Mengenal Aisyah dan Beberapa Keutamaanya

Bagikan

Ummul Mukminin Ummu Abdillah Aisyah binti Abu Bakr, Shiddiqah binti Shiddiqul Akbar, merupakan istri tercinta Rasulullah shallallahu ‘alaihi wa sallam.

Ia lahir empat tahun setelah diangkatnya Muhammad menjadi seorang Nabi. Ibunya bernama Ummu Ruman binti Amir bin Uwaimir bin Abdi Syams bin Kinanah yang meninggal dunia pada waktu Rasulullah shallallahu ‘alaihi wa sallam masih hidup yaitu tepatnya pada tahun ke-6 H.

Saat dua tahun sebelum Hijrah, Rasulullah shallallahu ‘alaihi wa sallam menikahi Aisyah melalui sebuah ikatan suci yang mengukuhkan gelar Aisyah menjadi ummul mukminin, terlepas itu Aisyah masih berumur enam tahun. Dan Rasulullah shallallahu ‘alaihi wa sallam membangun rumah tangga dengannya setelah berhijrah, tepatnya pada bulan Syawwal tahun ke-2 Hijriah dan ia sudah berumur sembilan tahun.

Aisyah pun dipanggil demgan sebutan ‘Humaira’, karena parasnya yang cantik dan berkukit putih.
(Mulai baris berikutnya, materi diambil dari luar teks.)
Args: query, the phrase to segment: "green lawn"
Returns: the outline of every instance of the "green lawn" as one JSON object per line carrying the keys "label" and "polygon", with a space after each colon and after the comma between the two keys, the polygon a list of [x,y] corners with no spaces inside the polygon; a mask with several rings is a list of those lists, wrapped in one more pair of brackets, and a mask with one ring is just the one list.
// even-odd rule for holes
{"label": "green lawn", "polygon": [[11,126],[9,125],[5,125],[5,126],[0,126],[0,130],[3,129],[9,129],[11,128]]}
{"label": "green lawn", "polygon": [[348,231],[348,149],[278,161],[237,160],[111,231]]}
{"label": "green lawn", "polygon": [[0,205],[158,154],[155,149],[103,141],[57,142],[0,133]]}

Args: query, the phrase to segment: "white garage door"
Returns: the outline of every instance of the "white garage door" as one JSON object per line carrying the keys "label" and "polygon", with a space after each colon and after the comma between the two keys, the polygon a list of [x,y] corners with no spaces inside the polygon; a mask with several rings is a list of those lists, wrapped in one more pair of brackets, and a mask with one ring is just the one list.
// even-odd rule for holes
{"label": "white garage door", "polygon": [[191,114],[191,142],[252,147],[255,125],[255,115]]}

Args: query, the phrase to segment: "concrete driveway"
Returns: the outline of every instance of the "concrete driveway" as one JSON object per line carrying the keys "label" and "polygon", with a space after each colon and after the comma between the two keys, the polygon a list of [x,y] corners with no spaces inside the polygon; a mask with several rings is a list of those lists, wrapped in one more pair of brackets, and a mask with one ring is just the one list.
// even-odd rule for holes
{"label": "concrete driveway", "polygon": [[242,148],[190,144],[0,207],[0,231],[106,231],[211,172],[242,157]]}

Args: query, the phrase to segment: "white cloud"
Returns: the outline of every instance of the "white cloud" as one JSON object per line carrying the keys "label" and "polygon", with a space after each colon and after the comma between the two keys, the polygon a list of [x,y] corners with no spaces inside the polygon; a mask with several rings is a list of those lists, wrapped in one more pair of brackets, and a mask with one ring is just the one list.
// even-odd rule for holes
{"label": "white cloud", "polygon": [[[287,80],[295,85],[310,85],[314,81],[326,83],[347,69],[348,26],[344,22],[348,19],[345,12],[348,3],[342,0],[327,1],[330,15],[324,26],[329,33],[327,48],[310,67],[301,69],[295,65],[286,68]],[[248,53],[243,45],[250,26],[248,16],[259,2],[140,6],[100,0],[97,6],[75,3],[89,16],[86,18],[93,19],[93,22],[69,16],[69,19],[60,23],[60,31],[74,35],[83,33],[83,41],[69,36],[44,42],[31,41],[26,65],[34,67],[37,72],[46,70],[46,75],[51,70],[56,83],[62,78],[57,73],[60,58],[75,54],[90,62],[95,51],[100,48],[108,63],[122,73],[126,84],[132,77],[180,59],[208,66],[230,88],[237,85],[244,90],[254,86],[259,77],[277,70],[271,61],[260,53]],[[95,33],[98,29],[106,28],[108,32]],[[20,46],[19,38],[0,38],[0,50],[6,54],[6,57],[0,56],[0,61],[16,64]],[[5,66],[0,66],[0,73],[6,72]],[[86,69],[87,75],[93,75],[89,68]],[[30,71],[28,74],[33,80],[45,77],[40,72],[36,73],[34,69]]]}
Selain itu, Ia juga dikenal sebagai seorang wanita cerdas dan Allah Subhanahu wa Ta’ala telah mempersiapkannya untuk menjaid pendamping Rasulullah shallallahu ‘alaihi wa sallam dalam mengemban amanah risalah yang akan menjadi penyejuk mata dan pelipur lara bagi diri beliau.

Sementara itu, Aisah juga memiliki banyak keutamaan yang dimiliki, hingga Rasulullah shallallahu ‘alaihi wa sallam pernah mengatakan dalam sabdanya:

“Orang yang mulia dari kalangan laki-laki banyak, namun yang mulia dari kalangan wanita hanyalah Maryam binti Imron dan Asiyah istri Fir’aun, dan keutamaan Aisyah atas semua wanita sepeerti keutamaan tsarid atas segala makanan.” (HR. Bukhari (5/2067) dan Muslim (2431))

Pertama: Beliau adalah satu-satunya istri Nabi shallallahu ‘alaihi wa sallam yang dinikahi tatkala gadis, berbeda dengan istri-istri Rasulullah shallallahu ‘alaihi wa sallam yang lain karena mereka dinikahi tatkala janda.

Kedua: Beliau adalah orang yang paling dicintai oleh Rasulullah shallallahu ‘alaihi wa sallam dari kalangan wanita.

Ketiga: Aisyah adalah wanita yang paling alim daripada wanita lainnya.

Keempat: Para pembesar sahabat apabila menjumpai ketidakpahaman dalam masalah agama, maka mereka datang kepada Aisyah dan menanyakannya hingga Aisyah menyebutkan jawabannya.

Kelima: Tatkala istri-istri Nabi shallallahu ‘alaihi wa sallam diberi pilihan untuk tetap bersama Nabi shallallahu ‘alaihi wa sallam dengna kehidupan apa adanya, atau diceraikan dan akan mendapatkan dunia, maka Aisyah adalah orang pertama yang menyatakan tetap bersama Nabi shallallahu ‘alaihi wa sallam bagaimanapun kondisi beliau sehingga istri-istri Nabi shallallahu ‘alaihi wa sallam yang lain mengikuti pilihan-pilihannya.

Setelah itu, Aisyah wafat pada tanggal 17 Ramadhan 57 H di Madinah, padamasa pemerintahan Muawiyah, di usianya yang ke 65 tahun, setelah berwasiat untuk dishalati oleh Abu Hurairah dan dikuburkan di pekuburan Baqi pada malam itu juga. Semoga Allah Subhanahu wa Ta’ala meridhai Aisyah dan menempatkan beliau pada kedudukan yang tinggi di sisi Rabb-Nya. Aamiin.